In untreated AIDS patients who simultaneously have CNS infestation from cryptococcosis, a worsening of neurological symptoms can be triggered by restoring the immune system by starting antiretroviral therapy . Whether this is a reason to interrupt antiretroviral therapy if necessary and only treat cryptococcosis at first is controversial.

Prospect of healing

Cryptococcosis caused by C. neoformans is always life-threatening for immunosuppressed people: if left untreated, it is usually fatal and even with adequate treatment, the risk of death for HIV patients is almost 20%. Neurological deficits that are triggered by meningitis often no longer regress. Relapses are very common in people with permanently immunocompromised and can also occur in people with healthy immune systems. Predictive factors for a complicated course are high intracranial pressure, high multiplication of pathogens in the nerve water with only a low inflammatory reaction. The multiplication of pathogens can be estimated from the lowering of the sugar level in the nerve water or the high antigen titre. Likewise, patients who can be detected by light microscopy from blood or nerve water are to be regarded as patients at high risk.

prevention

HIV patients with advanced disease should be treated prophylactically with an azole in tablet form as long as they have T cell counts below 200 / µl.

Cryptococcosis in the cat

In cats, C. neoformans mainly affects the upper respiratory tract and causes persistent nasal and eye discharge, the formation of granulation tissue in the nasal and paranasal sinuses , melting of the facial cranial bones and tumor-like swellings on the face.
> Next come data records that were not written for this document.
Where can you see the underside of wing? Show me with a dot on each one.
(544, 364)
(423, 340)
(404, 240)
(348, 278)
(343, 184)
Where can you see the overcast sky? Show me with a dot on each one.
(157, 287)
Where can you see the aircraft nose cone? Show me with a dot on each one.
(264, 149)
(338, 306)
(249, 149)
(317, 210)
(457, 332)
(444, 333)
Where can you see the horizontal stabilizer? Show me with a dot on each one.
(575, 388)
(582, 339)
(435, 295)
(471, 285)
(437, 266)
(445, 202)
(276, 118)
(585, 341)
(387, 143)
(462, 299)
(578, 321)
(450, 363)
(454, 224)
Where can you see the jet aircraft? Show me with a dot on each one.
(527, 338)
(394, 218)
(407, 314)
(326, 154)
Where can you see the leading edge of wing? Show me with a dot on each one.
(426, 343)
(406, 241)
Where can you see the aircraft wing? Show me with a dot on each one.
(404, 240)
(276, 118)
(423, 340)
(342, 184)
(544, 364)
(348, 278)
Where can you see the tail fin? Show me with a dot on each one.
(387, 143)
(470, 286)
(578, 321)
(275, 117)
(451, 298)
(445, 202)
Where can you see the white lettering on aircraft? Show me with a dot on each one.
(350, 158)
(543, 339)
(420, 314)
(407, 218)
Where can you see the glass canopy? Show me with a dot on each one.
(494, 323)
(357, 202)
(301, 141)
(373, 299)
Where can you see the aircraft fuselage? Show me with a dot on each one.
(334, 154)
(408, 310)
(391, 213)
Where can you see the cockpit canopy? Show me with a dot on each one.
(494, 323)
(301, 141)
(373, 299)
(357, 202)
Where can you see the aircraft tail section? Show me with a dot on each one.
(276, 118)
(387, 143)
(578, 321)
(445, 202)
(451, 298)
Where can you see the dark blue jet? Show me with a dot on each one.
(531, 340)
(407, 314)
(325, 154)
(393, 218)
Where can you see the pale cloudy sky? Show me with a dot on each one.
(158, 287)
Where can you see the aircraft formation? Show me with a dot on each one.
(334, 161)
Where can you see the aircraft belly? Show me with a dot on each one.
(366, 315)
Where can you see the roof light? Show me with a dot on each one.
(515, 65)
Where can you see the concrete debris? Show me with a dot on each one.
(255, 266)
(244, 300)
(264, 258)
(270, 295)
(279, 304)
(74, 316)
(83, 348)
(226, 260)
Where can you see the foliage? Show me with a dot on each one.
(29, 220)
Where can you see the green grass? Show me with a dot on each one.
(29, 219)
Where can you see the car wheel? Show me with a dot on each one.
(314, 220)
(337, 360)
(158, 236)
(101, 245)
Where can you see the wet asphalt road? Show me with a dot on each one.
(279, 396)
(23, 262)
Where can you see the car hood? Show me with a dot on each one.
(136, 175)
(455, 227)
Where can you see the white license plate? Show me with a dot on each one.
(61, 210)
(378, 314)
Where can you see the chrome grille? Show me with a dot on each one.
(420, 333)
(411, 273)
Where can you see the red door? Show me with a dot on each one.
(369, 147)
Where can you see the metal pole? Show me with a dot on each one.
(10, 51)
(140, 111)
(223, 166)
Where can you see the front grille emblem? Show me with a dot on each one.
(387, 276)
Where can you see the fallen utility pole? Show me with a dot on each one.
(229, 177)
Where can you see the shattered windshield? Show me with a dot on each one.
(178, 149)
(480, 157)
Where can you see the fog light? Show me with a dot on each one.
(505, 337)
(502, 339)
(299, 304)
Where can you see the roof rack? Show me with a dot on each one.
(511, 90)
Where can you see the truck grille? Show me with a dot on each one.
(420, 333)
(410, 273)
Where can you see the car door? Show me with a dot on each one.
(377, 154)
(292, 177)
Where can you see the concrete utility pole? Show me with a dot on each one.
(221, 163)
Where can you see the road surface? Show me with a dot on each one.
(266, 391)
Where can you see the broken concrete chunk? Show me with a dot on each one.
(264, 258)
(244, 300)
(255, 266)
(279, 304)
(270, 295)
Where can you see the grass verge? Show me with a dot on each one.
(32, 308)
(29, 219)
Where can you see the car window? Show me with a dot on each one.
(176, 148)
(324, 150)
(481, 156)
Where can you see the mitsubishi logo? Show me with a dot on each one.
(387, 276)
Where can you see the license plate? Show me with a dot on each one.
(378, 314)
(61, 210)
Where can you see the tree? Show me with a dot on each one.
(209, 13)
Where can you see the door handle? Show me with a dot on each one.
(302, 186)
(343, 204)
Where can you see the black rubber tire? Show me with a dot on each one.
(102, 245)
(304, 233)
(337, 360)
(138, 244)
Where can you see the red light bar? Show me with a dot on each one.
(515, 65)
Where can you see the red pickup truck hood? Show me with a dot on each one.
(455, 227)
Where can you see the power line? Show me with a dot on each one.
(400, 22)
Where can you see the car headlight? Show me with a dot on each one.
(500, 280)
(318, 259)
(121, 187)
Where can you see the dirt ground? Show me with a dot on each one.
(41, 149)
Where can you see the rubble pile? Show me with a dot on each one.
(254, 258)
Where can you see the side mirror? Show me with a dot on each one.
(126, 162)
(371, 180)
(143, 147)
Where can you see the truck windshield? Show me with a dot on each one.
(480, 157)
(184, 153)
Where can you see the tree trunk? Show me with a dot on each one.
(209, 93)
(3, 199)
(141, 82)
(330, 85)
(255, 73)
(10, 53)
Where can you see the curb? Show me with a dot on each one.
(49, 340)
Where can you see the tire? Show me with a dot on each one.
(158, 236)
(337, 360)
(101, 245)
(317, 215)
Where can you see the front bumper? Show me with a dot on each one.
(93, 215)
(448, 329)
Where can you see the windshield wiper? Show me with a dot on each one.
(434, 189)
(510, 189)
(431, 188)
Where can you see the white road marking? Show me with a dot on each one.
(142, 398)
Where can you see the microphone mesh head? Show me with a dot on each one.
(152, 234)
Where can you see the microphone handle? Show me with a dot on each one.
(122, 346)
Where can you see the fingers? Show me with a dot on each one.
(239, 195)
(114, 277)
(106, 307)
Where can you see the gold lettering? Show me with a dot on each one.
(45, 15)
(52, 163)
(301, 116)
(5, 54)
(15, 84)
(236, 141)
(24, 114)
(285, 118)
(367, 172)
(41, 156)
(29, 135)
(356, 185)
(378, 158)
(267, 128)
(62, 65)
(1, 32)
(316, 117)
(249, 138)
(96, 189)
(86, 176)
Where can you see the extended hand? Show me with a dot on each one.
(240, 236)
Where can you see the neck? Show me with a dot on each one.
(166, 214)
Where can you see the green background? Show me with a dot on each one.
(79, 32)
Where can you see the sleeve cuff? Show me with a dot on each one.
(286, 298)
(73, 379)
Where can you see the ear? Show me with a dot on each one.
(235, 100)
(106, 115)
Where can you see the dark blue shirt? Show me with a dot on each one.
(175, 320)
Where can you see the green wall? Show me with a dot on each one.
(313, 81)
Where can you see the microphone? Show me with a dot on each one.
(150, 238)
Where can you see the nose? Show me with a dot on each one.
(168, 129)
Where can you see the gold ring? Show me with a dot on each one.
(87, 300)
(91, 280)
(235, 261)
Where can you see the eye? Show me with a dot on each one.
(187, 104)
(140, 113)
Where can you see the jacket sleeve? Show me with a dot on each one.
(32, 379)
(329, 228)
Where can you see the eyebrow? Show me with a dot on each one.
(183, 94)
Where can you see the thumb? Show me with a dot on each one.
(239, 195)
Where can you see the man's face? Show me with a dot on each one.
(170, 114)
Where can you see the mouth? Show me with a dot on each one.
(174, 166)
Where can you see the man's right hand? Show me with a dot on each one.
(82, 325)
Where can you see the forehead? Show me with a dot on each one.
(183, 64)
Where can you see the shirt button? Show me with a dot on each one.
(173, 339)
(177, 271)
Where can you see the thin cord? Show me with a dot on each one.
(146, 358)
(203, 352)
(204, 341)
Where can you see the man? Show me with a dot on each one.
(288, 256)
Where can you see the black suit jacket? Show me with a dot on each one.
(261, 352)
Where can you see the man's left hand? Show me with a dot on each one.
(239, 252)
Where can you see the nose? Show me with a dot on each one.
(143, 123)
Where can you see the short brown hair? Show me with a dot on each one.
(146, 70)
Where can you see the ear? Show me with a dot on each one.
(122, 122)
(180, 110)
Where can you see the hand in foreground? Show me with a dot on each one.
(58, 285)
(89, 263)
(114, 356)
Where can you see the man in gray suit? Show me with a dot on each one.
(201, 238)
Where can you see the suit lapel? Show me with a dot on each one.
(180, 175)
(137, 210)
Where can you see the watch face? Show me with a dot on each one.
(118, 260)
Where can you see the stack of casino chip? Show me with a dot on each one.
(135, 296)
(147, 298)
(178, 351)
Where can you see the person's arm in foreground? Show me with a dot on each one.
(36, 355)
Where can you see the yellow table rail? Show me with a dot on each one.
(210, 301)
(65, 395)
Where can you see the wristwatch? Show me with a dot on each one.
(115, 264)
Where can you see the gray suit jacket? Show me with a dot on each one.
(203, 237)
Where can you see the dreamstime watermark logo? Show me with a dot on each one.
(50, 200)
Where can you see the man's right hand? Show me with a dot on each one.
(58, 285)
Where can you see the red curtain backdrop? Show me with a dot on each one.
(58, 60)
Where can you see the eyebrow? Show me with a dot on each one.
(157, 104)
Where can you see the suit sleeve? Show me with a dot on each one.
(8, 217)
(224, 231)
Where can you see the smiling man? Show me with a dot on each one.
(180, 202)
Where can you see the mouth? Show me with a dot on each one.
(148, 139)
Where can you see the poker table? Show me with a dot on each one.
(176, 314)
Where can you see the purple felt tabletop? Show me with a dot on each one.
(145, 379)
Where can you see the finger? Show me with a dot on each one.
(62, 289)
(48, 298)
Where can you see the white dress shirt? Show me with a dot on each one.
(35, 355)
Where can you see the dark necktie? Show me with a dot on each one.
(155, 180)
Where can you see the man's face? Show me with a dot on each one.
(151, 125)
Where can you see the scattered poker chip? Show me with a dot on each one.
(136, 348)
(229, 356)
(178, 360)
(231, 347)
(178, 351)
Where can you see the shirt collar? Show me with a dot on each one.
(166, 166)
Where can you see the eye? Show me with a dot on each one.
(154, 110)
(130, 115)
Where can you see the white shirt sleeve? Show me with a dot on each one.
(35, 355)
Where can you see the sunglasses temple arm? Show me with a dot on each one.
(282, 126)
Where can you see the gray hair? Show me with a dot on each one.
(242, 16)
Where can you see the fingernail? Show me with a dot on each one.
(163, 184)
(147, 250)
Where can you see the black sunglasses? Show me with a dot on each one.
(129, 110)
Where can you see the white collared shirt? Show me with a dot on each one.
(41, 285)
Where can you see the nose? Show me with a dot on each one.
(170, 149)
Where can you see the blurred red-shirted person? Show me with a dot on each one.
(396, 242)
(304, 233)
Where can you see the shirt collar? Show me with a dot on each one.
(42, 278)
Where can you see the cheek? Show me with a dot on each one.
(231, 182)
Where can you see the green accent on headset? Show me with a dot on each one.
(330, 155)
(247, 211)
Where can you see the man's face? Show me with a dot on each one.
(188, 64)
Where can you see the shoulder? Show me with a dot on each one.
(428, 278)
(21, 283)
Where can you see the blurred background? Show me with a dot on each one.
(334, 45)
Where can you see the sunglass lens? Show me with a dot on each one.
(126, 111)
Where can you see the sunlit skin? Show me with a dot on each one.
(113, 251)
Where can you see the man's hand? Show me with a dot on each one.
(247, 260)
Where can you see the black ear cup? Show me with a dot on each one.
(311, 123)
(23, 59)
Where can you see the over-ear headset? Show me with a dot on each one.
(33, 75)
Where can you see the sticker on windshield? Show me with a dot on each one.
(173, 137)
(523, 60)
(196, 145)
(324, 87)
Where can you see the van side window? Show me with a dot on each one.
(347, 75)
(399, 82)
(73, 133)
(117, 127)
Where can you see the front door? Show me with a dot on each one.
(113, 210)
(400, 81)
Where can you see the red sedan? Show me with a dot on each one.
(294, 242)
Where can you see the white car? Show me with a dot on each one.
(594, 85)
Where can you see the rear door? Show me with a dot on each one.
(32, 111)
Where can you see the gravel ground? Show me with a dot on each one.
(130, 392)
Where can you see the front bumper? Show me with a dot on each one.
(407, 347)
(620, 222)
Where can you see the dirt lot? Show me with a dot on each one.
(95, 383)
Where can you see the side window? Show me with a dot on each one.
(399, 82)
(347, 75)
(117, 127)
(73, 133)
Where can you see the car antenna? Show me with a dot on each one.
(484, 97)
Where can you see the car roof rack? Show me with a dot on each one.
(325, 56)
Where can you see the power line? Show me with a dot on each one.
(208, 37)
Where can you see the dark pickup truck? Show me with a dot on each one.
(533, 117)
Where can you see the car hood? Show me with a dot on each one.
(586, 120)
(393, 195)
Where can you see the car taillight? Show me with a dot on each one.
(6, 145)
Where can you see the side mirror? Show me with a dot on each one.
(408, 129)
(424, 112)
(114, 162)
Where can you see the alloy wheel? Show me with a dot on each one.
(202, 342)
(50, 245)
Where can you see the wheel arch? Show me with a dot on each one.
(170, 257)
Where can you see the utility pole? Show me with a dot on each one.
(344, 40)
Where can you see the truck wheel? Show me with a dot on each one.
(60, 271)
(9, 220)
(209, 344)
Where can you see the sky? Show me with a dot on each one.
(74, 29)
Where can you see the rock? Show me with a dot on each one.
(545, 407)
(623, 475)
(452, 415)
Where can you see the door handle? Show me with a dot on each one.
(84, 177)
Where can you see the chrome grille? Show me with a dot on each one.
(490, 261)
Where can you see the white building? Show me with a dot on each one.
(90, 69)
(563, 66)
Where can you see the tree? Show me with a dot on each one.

Infestation of the skin, the brain or the lungs is less common. Ketoconazole , itraconazole or fluconazole are used for therapy in cats ; the combination of flucytosine with amphotericin B or ketoconazole is also possible.

Research history

The pathogen Cryptococcus neoformans (formerly Torulopsis neoformans, as the causative agent of cryptococcosis, also known as torulosis and European blastomycosis ) was discovered independently at the end of the 19th century. Abraham Buschke and Otto Busse isolated him from a lesion on the shin. The Italian Francesco Sanfelice isolated the mushroom from peach juice. In 1905, meningeal cryptococcosis was first described by David Paul von Hansemann . In the second half of the twentieth century, the American pathologists RD Baker and RK Haugen described the role of the lungs as the portal of entry and primary focus.